Ponyo on a Cliff by the Sea - 160,000 Drawings

Miyazaki's upcoming movie, which has now been rechristened Ponyo on a Cliff by the Sea for Western audiences, is nearing its final stages of production. Voice work is now under way, which for Japanese animation is done after the principle work is completed. American and Western animation, conversely, usually records the voice actors before animating.

According to Ghibli's production diary for March 15, the number of drawings (or animation cells, to use the old term*) for Ponyo exceeds 160,000. This would make the movie Ghibli's largest and most animated; an interesting twist for what many of us assumed would be a smaller, more intimate film, than Miyazaki's last three epic blockbusters. And remember, folks, that every frame in the film is hand-drawn and painted in watercolors. No computer animation will be present whatsoever.

For the traditional animation junkie, this will be a cause celebre, as the great master of world cinema, Hayao Miyazaki, once again shows the world how it's done. After the past several years of noisy and dumb Hollywood Studio cartoons, I'm more than ready. I'm about to hop on a plane to Venice for the Western any of us could possibly wait another year or two for the John Lasseter/Pixar US version boggles the mind. I feel like a child waiting away those final weeks before Christmas. Augh!

Back to the animation cells, here's a short comparison. Horus, Prince of the Sun in 1968 used 140,000 cells. Most Ghibli features used somewhere around 60,000-70,000. Princess Mononoke featured over 140,000 drawings. My Neighbors the Yamadas used 170,000. Spirited Away has been credited with 110,000 cells (although I thought that number was much higher). And Howl's Moving Castle is credited with 148,000 drawings.

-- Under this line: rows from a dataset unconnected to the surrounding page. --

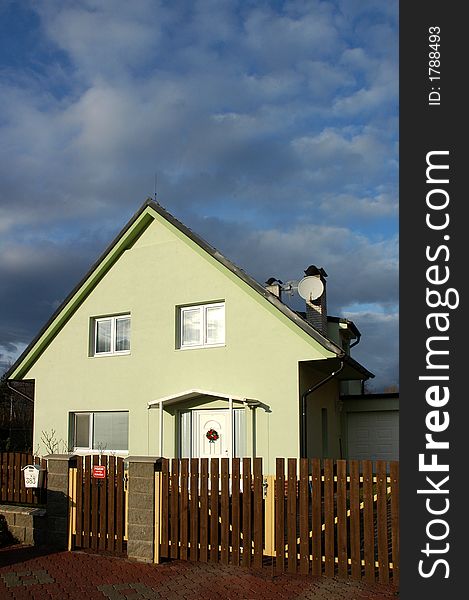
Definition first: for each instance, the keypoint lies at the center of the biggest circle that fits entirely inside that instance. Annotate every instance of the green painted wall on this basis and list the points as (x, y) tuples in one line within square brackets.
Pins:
[(164, 269)]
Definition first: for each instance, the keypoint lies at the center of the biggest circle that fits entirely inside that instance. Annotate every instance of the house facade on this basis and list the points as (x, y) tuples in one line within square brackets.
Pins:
[(166, 348)]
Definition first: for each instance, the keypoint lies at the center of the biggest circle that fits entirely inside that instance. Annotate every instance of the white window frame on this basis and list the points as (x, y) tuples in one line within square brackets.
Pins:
[(113, 320), (203, 325), (89, 449)]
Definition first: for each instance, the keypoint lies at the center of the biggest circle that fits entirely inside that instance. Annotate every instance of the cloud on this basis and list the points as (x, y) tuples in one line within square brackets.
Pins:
[(271, 128)]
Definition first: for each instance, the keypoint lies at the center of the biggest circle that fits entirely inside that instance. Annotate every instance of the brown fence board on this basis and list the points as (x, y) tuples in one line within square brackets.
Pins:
[(382, 522), (79, 504), (394, 473), (204, 509), (120, 506), (291, 515), (316, 516), (355, 519), (184, 509), (94, 507), (368, 521), (235, 511), (164, 546), (258, 517), (214, 498), (17, 477), (280, 515), (247, 508), (102, 485), (174, 508), (342, 518), (303, 511), (87, 503), (225, 511), (329, 517), (194, 510), (111, 508)]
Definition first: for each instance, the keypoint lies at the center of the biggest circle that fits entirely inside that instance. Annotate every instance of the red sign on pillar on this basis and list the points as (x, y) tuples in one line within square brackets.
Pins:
[(99, 471)]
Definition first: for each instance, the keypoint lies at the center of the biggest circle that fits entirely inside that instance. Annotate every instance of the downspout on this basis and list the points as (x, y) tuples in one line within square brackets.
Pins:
[(303, 405), (18, 392), (356, 341)]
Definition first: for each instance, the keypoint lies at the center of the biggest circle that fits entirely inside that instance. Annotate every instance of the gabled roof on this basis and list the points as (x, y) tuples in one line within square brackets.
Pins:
[(124, 240)]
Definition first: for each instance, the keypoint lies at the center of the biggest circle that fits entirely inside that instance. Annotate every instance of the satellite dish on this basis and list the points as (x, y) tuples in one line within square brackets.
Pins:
[(310, 288)]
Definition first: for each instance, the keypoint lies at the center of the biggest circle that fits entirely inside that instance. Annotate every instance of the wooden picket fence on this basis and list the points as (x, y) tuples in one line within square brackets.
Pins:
[(98, 507), (12, 487), (324, 517)]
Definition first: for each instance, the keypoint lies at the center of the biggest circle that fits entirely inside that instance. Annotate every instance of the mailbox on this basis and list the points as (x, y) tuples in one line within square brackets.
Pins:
[(33, 476)]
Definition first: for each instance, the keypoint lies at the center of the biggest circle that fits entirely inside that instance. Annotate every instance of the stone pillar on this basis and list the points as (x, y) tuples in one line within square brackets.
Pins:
[(57, 500), (141, 507)]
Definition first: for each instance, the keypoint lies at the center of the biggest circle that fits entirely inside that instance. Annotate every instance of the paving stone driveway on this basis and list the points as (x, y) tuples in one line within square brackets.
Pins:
[(27, 572)]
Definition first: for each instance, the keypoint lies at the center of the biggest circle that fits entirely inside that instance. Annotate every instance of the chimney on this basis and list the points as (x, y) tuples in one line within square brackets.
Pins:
[(316, 310), (274, 286)]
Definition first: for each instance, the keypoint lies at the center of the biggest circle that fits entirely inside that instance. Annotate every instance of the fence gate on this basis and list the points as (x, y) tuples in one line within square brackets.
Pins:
[(324, 517), (211, 515), (98, 505)]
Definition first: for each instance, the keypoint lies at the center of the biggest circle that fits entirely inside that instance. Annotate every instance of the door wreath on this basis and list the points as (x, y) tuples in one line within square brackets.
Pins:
[(212, 435)]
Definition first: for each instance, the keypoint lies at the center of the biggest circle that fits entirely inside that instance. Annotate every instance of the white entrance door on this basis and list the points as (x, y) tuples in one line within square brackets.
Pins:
[(202, 422)]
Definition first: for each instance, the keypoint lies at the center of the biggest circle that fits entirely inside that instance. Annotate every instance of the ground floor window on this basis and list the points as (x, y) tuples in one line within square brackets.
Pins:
[(100, 431)]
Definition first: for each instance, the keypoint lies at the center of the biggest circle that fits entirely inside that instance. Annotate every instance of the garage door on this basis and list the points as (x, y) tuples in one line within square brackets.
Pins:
[(373, 435)]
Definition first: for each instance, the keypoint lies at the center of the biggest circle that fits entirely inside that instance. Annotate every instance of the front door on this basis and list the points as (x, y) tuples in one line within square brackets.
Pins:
[(211, 433)]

Ponyo on a Cliff by the Sea (glad to see Ghibli directly translate their poetic titles this time) is really going to be a sight to see. The summer release date is still holding as best I know. Afterwords, I'd expect to see the Western premier at the Venice Film Festival in September. After that, the US version via Disney and Pixar would follow in 2009 or 2010. My guess is that we'll see it next summer. There's no way Lasseter will hesitate for a moment to bring his great teacher's latest symphony to the States.

By a good grace of timing, 2009 marks the end of the Sci-Fi Channel's holding rights on Ursula Le Guin's Earthsea, which means we'll finally get...sigh, Goro's Tales From Earthsea on DVD. Expect to see more Ghibli DVD's headed our way within the next year or two. If Disney uses the same three-release schedule, what then would be the two other DVD's? I Can Hear the Sea? Omohide Poro? Wishful thinking, I know. Somebody ought to point out Gauche the Cellist, Jarinko Chie, and Yanagawa Monogatari....more wishful thinking...

(* A quick note about animation cells. These were the traditional method of creating animation, by drawing and painting on cells, which are photographed one at a time over the backgrounds. Since moving entirely to computers during the production of My Neighbors the Yamadas in 1999, Studio Ghibli has moved away from painting on cells. But the term is still used, particularly in regards to traditional, hand-drawn animation, as opposed to computer-generated.)